September 24, 2023
Just recently I was asked what it would take to make a web service massively scalable. My answer was lengthy and maybe it is also for other people interesting. So I share it with you here in my blog and split it into parts to make it easier to read. New parts are released on a regular basis. Have fun and your comments are always welcomed!
Public servers of a scalable web service are hidden behind a load balancer. This load balancer evenly distributes load (requests from your users) onto your group/cluster of application servers. That means that if, for example, user Steve interacts with your service, he may be served at his first request by server 2, then with his second request by server 9 and then maybe again by server 2 on his third request.
Steve should always get the same results of his request back, independent what server he “landed on”. That leads to the first golden rule for scalability: every server contains exactly the same codebase and does not store any user-related data, like sessions or profile pictures, on local disc or memory.
Sessions need to be stored in a centralized data store which is accessible to all your application servers. It can be an external database or an external persistent cache, like Redis. An external persistent cache will have better performance than an external database. By external I mean that the data store does not reside on the application servers. Instead, it is somewhere in or near the data center of your application servers.

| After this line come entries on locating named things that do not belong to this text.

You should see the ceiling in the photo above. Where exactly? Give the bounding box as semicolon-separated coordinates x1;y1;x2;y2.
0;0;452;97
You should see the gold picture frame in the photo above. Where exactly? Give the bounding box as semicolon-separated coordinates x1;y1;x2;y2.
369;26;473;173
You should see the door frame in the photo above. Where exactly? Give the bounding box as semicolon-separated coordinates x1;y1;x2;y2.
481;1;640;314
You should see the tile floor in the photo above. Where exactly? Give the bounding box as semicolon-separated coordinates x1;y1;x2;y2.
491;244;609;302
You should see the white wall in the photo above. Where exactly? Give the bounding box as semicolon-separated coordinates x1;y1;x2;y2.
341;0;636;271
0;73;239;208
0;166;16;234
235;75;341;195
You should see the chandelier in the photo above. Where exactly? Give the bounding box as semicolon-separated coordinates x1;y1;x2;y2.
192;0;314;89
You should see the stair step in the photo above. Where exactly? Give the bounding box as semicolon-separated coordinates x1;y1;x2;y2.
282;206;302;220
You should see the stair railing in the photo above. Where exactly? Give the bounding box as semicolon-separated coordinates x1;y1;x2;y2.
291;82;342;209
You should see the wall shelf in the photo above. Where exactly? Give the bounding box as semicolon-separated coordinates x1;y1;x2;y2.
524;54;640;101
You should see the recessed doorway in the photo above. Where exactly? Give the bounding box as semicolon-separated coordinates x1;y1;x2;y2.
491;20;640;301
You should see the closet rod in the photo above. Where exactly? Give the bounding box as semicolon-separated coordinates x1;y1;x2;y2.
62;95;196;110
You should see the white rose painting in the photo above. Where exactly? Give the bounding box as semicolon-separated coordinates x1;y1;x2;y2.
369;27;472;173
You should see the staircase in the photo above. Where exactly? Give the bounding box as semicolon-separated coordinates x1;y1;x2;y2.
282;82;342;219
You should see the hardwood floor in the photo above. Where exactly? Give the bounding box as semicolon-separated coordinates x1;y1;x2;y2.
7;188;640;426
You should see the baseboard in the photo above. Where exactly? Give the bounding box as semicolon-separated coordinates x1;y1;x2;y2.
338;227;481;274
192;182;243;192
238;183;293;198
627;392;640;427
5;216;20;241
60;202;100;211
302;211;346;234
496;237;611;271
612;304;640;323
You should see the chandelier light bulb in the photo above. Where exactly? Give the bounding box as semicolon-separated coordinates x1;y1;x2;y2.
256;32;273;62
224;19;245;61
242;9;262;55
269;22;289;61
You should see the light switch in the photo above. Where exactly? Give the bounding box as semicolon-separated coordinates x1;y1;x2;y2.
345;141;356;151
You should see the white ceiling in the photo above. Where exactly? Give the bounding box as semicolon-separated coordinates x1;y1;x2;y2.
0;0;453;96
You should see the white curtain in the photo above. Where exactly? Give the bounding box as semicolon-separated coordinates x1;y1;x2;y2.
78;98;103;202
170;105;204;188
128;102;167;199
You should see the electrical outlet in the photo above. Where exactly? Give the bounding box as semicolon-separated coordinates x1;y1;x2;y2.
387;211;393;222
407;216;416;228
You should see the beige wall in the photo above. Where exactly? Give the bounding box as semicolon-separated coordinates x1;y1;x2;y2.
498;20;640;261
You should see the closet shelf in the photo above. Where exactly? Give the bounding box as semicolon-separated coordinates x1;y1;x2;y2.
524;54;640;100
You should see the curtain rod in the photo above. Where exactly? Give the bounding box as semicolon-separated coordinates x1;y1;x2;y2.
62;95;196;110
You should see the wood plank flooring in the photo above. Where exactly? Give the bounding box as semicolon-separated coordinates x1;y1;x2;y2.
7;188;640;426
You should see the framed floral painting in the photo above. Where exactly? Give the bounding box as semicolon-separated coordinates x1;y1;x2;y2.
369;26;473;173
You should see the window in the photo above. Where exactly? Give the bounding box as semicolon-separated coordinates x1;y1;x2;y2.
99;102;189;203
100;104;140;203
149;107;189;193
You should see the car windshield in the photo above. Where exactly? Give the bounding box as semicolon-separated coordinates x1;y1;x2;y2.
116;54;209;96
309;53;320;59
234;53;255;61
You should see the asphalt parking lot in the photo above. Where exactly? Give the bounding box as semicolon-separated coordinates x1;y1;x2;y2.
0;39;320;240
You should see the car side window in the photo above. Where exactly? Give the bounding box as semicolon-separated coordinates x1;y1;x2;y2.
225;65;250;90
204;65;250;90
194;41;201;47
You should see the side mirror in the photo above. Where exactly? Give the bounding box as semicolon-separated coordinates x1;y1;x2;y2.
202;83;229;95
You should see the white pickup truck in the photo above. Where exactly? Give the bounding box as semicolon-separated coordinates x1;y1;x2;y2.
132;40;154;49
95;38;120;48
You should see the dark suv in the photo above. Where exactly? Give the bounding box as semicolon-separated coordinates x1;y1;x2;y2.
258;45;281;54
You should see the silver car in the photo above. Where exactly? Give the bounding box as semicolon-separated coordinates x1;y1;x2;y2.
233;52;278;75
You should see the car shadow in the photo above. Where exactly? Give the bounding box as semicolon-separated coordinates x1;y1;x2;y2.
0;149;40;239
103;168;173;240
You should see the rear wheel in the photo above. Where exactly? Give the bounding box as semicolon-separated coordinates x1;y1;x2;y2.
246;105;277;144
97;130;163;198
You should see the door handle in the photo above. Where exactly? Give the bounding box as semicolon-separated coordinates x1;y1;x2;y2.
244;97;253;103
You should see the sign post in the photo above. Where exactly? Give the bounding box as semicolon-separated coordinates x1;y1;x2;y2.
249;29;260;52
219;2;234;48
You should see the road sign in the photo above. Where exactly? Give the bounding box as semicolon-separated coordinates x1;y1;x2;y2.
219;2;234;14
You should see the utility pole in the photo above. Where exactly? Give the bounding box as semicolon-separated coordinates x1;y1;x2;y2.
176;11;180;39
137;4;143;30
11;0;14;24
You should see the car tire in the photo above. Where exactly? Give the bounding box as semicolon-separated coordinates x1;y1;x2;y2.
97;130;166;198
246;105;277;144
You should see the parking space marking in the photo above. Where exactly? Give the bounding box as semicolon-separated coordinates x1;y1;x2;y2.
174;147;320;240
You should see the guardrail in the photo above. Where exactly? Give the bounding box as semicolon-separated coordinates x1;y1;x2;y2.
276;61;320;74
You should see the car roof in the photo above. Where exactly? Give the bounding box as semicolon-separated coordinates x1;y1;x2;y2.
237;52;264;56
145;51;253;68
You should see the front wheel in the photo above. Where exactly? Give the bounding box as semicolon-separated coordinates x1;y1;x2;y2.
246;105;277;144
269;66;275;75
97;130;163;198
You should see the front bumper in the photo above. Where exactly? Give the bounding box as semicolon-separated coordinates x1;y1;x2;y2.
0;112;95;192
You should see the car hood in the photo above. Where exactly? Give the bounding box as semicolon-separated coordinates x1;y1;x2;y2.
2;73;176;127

But what about deployment? How can you make sure that a code change is sent to all your servers without one server still serving old code? This tricky problem is fortunately already solved by the great tool Capistrano. It requires some learning, especially if you are not into Ruby on Rails, but it is definitely both the effort.

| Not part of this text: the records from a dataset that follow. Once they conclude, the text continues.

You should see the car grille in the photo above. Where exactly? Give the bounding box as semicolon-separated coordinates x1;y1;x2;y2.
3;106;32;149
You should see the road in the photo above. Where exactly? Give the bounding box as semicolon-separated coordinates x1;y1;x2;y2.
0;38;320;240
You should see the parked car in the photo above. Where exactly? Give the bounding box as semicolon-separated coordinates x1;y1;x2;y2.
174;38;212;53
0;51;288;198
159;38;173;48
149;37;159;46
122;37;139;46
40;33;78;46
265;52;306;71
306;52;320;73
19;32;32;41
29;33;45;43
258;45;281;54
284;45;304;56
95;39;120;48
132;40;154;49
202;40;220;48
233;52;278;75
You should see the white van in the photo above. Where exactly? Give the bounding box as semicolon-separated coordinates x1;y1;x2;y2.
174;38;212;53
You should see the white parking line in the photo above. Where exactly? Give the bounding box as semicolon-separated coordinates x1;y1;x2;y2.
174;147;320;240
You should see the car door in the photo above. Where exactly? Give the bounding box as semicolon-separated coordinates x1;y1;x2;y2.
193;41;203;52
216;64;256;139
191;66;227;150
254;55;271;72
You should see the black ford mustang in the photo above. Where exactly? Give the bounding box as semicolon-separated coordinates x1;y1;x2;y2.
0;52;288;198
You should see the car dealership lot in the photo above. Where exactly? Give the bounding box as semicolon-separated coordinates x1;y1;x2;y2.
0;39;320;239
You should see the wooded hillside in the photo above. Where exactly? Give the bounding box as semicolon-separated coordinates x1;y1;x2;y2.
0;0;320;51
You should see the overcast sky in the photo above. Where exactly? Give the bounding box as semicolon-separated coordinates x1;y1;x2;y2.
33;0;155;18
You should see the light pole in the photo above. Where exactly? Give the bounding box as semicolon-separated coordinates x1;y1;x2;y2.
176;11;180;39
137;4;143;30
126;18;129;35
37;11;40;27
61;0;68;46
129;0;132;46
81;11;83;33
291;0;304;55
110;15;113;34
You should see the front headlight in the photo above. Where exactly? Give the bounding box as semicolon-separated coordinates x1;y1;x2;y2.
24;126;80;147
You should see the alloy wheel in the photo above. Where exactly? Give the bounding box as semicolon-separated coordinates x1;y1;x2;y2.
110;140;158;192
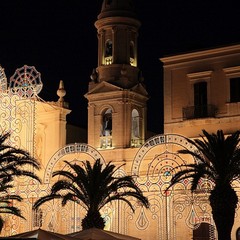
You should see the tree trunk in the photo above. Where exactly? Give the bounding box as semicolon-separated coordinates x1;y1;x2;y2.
82;211;105;230
209;185;238;240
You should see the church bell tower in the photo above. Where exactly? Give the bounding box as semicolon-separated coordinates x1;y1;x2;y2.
85;0;148;149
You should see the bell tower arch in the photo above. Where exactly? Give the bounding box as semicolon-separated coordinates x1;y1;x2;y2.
85;0;148;149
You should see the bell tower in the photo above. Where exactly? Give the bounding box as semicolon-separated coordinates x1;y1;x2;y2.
85;0;148;149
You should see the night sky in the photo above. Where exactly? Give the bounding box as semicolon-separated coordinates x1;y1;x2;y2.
0;0;240;133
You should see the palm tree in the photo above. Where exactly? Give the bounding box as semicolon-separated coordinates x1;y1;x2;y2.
168;130;240;240
0;133;40;232
33;159;149;229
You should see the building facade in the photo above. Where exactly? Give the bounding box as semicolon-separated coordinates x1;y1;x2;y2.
0;0;240;240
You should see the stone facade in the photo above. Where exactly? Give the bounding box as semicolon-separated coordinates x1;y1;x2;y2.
0;0;240;240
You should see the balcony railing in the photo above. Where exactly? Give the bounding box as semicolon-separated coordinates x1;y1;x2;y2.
183;104;217;119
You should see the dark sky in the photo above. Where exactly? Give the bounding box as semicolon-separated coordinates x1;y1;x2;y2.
0;0;240;133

After “outsourcing” your sessions and serving the same codebase from all your servers, you can now create an image file from one of these servers (AWS calls this AMI - Amazon Machine Image.) Use this AMI as a “super-clone” that all your new instances are based upon. Whenever you start a new instance/clone, just do an initial deployment of your latest code and you are ready!

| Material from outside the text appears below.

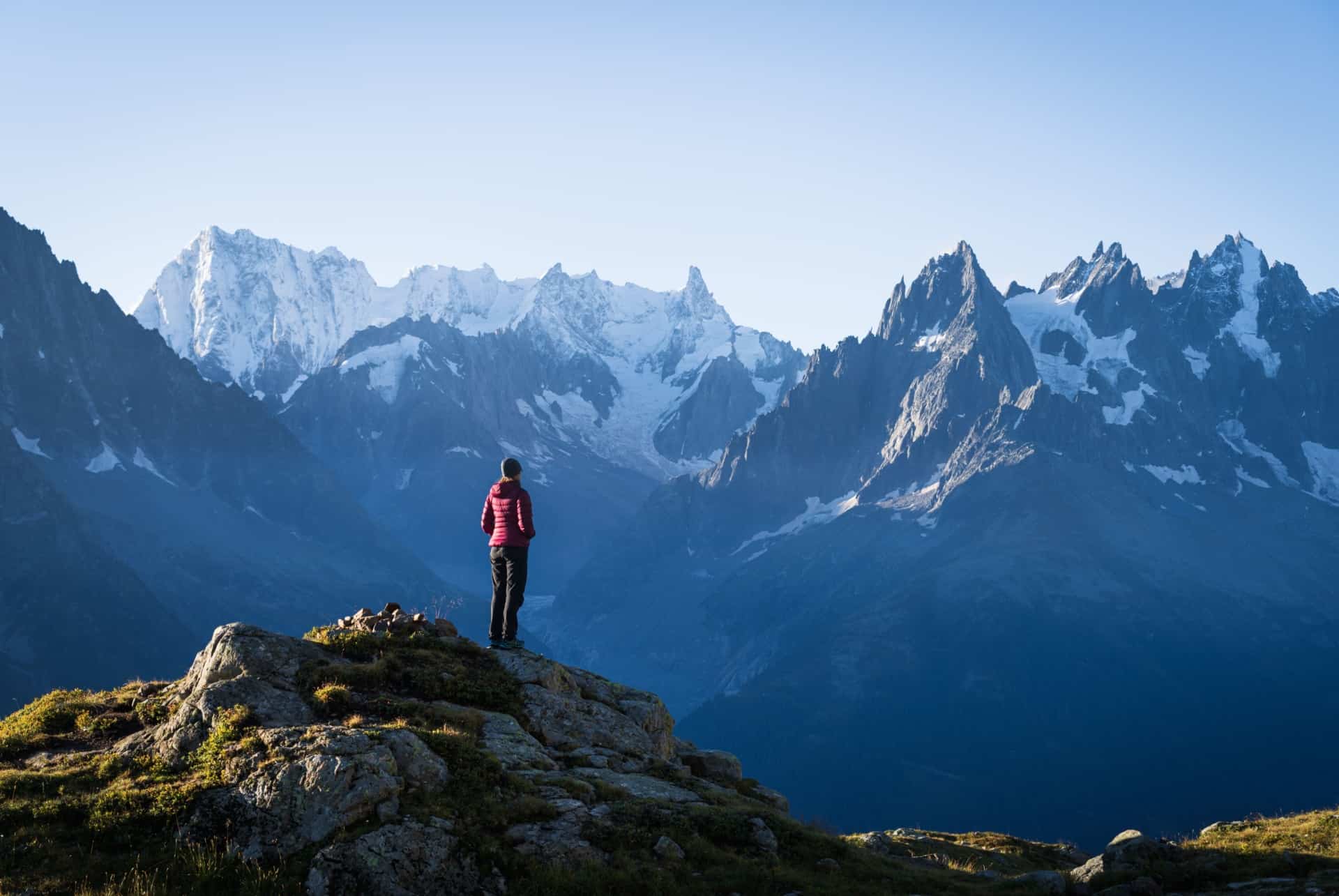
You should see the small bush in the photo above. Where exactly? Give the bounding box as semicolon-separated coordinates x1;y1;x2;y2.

After following Part 1, your servers can now horizontally scale and you can already serve thousands of concurrent requests. But somewhere down the road your application gets slower and slower and finally breaks down. The reason: your database. It’s MySQL, isn’t it?
Now the required changes are more radical than just adding more cloned servers and may even require some boldness. In the end, you can choose from 2 paths:
Path #1 is to stick with MySQL and keep the “beast” running. Hire a database administrator (DBA,) tell him to do master-slave replication (read from slaves, write to master) and upgrade your master server by adding RAM, RAM and more RAM. In some months, your DBA will come up with words like “sharding”, “denormalization” and “SQL tuning” and will look worried about the necessary overtime during the next weeks. At that point every new action to keep your database running will be more expensive and time consuming than the previous one. You might have been better off if you had chosen Path #2 while your dataset was still small and easy to migrate.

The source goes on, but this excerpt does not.